United States government determines that Kuwait Airways discriminated against an Israeli by refusing to sell him a ticket.

Ben Ariel,

Airplane (illustrative)
Airplane (illustrative)
Thinkstock

The United States government has found that Kuwait Airways unlawfully discriminated against a passenger traveling using an Israeli passport by refusing to sell him a ticket for a New York to London flight, The Associated Press reported on Wednesday.

Eldad Gatt, an Israeli citizen, complained to the Department of Transportation that in 2013 he was unable to buy a ticket from John F. Kennedy Airport to London Heathrow Airport through Kuwait Airways because the airline's online booking system prevented him from selecting Israel as his passport-issuing country.

The department investigated and initially rejected Gatt's discrimination complaint, according to a statement and letter provided by transportation officials. Later, however, when Gatt appealed the department's decision, the case was reopened and the department ultimately concluded that the airline had violated a different federal law than the one initially cited by Gatt.

"We considered Mr. Gatt's claim upon an alternative ground ... which holds that an 'air carrier or foreign air carrier may not subject a person, place, port, or type of traffic in foreign air transportation to unreasonable discrimination,'" Blane Workie, DOT's assistant general counsel for enforcement said in a letter to the airline quoted by AP.

The letter added that by refusing to transport Israeli citizens to and from the U.S. and a third country that accepts Israeli citizens, in this case the United Kingdom, the airline is in violation of the law.

"We expect (Kuwait Airways) to sell tickets to and transport Israeli citizens between the U.S. and any third country where they are allowed to disembark based on the laws of that country," Workie said, according to AP.

The airline explained in response that it is against the law in Kuwait to do business with any Israeli citizen or company, and that punishment for a violation could result in imprisonment and hard labor, according to the department.

"We do not find the interest of Kuwait in the enforcement of its laws in this case to be greater than the interest of the United States in the enforcement of its laws," the letter said, according to AP. "It is our view that the U.S. interest in providing nondiscriminatory access to air transportation to an individual traveling from the U.S. to a third country that allows that individual's entry is greater than Kuwait's interest in applying its economic boycott of Israel."
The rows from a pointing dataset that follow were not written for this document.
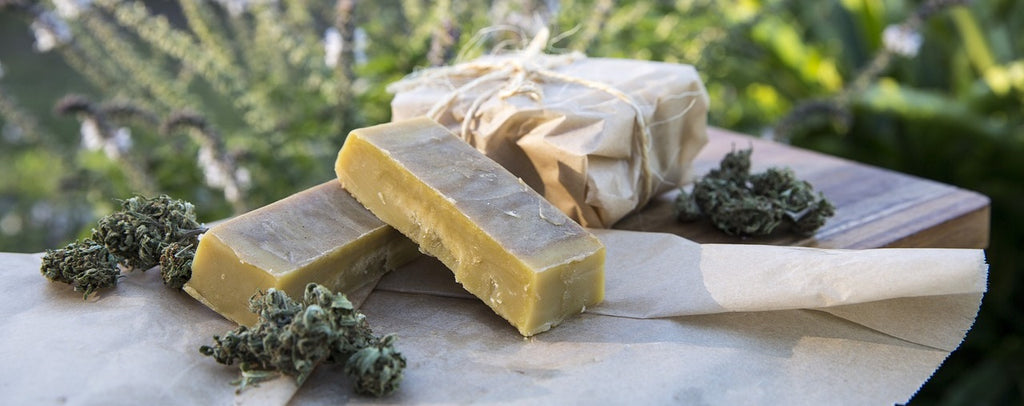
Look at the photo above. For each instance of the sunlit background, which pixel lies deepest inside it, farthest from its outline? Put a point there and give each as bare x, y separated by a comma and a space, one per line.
235, 104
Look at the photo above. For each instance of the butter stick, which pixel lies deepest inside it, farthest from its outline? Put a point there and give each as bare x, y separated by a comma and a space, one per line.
320, 235
506, 244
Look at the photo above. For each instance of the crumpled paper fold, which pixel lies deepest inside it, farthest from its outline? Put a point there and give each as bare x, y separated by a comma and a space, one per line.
681, 323
597, 137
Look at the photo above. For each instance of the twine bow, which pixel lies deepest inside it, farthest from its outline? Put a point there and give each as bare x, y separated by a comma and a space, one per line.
521, 73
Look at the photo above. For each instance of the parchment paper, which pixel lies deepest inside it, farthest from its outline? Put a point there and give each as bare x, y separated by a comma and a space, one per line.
682, 323
571, 134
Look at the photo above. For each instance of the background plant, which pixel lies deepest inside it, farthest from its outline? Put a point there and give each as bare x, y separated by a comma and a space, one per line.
260, 93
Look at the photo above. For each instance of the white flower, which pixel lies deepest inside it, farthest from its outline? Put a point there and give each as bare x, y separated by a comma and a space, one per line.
244, 178
212, 170
50, 31
332, 47
92, 139
119, 144
71, 8
359, 41
901, 40
10, 225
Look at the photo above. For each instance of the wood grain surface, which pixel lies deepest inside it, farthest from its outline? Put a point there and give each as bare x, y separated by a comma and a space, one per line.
875, 207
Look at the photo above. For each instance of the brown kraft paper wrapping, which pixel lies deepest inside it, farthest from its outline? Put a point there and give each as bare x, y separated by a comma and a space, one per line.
597, 137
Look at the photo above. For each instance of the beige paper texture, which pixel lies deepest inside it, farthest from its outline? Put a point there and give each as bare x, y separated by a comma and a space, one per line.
571, 127
680, 325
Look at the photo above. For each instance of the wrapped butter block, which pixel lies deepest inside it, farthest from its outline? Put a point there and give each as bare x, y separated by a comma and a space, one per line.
320, 235
598, 137
506, 244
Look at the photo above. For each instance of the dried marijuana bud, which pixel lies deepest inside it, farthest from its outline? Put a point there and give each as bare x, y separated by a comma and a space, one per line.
175, 264
84, 265
744, 204
293, 337
144, 233
377, 369
140, 231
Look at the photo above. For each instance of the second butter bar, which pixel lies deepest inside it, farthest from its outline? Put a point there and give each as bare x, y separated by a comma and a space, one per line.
506, 244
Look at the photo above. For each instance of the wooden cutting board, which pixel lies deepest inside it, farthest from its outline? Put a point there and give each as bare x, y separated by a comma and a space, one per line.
875, 207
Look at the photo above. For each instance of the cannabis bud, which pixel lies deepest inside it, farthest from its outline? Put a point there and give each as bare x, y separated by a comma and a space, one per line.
376, 369
175, 264
84, 265
744, 204
142, 234
293, 337
140, 231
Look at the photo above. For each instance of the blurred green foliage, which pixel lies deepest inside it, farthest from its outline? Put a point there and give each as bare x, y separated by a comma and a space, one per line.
941, 98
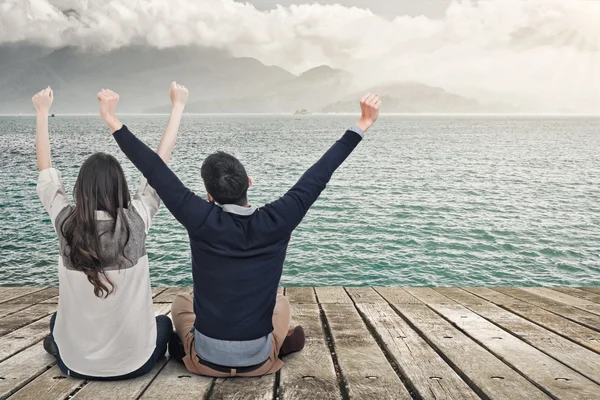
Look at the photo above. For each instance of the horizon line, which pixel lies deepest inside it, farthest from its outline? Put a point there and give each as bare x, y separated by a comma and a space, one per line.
320, 114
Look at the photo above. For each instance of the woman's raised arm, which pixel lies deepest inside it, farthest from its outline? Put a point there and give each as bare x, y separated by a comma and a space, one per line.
179, 96
42, 102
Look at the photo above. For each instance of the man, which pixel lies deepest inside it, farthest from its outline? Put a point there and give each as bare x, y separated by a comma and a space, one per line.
236, 324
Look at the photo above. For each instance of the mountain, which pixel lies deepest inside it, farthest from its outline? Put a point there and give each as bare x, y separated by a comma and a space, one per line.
417, 98
140, 74
311, 90
218, 83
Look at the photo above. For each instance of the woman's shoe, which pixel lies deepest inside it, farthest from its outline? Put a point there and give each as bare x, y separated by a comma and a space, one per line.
49, 345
The department has given the airline 15 days to respond. Kuwait Airways officials did not immediately respond to a request for comment from The Associated Press.
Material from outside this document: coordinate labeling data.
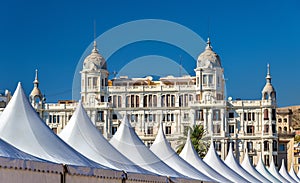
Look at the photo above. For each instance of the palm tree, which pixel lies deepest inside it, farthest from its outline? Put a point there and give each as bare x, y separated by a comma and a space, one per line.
197, 132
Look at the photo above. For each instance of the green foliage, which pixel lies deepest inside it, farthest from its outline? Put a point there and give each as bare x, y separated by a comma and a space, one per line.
197, 132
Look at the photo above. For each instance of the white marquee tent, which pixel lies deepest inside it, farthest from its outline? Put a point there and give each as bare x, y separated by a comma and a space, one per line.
231, 162
189, 154
260, 167
283, 172
250, 169
21, 126
126, 141
162, 149
272, 169
82, 135
213, 160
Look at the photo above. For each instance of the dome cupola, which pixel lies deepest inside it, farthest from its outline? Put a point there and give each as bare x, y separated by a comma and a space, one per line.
208, 58
94, 61
268, 92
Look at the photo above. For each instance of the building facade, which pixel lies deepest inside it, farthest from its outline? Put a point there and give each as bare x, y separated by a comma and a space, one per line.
178, 102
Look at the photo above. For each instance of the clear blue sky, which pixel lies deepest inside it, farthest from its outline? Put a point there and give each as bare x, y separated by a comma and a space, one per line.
52, 35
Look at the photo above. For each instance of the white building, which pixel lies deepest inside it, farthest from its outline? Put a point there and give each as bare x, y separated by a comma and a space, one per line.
178, 102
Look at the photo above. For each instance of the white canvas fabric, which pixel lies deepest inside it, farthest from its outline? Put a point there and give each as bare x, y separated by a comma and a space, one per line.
250, 169
9, 151
82, 135
21, 126
213, 160
283, 172
260, 167
162, 149
189, 154
293, 174
129, 144
231, 162
272, 169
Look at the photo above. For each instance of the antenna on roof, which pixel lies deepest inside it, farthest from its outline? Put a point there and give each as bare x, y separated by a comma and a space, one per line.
94, 30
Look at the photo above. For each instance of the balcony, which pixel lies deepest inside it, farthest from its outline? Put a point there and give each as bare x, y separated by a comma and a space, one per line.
285, 134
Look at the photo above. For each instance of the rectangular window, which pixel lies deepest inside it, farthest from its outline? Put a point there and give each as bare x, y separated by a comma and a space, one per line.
250, 130
50, 118
199, 115
168, 130
266, 128
281, 147
245, 116
249, 116
266, 145
216, 128
267, 160
100, 116
54, 118
232, 146
218, 145
273, 128
231, 128
114, 130
204, 80
273, 114
216, 115
186, 116
210, 79
150, 130
231, 115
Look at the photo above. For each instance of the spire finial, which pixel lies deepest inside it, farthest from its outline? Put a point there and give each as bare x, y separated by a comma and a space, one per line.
95, 50
36, 81
208, 46
36, 74
268, 78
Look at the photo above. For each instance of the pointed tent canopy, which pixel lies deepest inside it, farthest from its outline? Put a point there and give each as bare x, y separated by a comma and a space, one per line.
283, 172
272, 169
189, 154
250, 169
262, 170
20, 123
129, 144
82, 135
231, 162
293, 173
164, 151
213, 160
9, 151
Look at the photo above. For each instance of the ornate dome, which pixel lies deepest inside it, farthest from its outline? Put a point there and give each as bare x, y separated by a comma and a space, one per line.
208, 58
94, 61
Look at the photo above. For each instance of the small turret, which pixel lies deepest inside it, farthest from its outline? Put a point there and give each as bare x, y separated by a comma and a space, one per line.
268, 92
36, 97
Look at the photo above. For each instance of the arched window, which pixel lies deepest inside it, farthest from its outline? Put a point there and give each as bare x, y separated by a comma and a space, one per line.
266, 145
265, 96
273, 95
266, 114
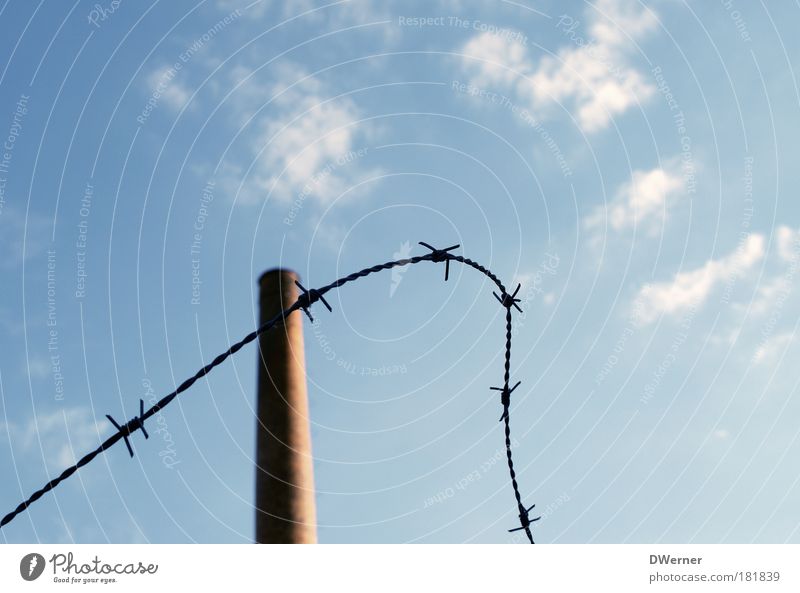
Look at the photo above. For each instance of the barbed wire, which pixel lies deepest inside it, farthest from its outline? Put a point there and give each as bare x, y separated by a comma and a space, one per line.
307, 298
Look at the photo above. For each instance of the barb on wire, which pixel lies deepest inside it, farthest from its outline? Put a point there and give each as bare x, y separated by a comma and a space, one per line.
505, 397
308, 298
524, 519
441, 255
132, 426
304, 302
509, 300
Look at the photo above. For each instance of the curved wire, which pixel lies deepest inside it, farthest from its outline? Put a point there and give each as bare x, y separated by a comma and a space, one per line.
304, 302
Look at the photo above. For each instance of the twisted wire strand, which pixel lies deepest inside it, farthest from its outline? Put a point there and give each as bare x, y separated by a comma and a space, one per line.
304, 302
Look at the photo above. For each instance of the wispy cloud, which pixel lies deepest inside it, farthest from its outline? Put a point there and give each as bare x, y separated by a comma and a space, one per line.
306, 148
591, 76
692, 288
640, 202
65, 435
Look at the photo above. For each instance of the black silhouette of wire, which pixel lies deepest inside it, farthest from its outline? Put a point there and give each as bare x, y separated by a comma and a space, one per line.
304, 303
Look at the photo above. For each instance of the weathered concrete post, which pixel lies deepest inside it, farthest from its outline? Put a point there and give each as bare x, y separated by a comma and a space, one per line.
285, 509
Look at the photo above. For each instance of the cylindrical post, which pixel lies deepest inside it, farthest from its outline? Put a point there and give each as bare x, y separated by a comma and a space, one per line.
285, 510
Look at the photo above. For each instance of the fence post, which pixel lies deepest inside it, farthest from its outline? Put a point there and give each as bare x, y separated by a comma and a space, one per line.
285, 509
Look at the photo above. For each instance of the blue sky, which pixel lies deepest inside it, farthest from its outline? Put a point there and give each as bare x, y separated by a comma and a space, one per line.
632, 164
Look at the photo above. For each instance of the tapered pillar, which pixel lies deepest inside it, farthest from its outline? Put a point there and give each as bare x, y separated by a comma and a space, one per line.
285, 510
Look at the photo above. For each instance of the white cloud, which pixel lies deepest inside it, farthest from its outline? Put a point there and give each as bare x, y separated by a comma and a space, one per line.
309, 150
65, 435
591, 77
643, 200
692, 288
170, 91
A similar incident occurred in 2013 with Saudi Arabian Airlines, when the airline discriminated against Israeli citizens by refusing to fly them from U.S. airports even when passengers were simply looking to transfer in Saudi Arabia to another country.

In 2011, the Zionist Organization of America (ZOA) asked Delta Air Lines to end a 'Sky Team' alliance with Saudi Arabian Airlines, saying it would lead to discriminatory practices against Jewish travelers. The request was made after it was reported that Jews and Israelis or passengers carrying any non-Islamic article of faith would not be able to fly code-share flights from the U.S. to Saudi Arabia under the partnership.

Delta later issued an official statement saying that it does not support discriminatory policies based on race, religion, gender, nationality, or age. 

The airline also explained the terms of its agreement with the Saudi carrier are limited to booking services and "simply allow passengers to book tickets on multiple carriers."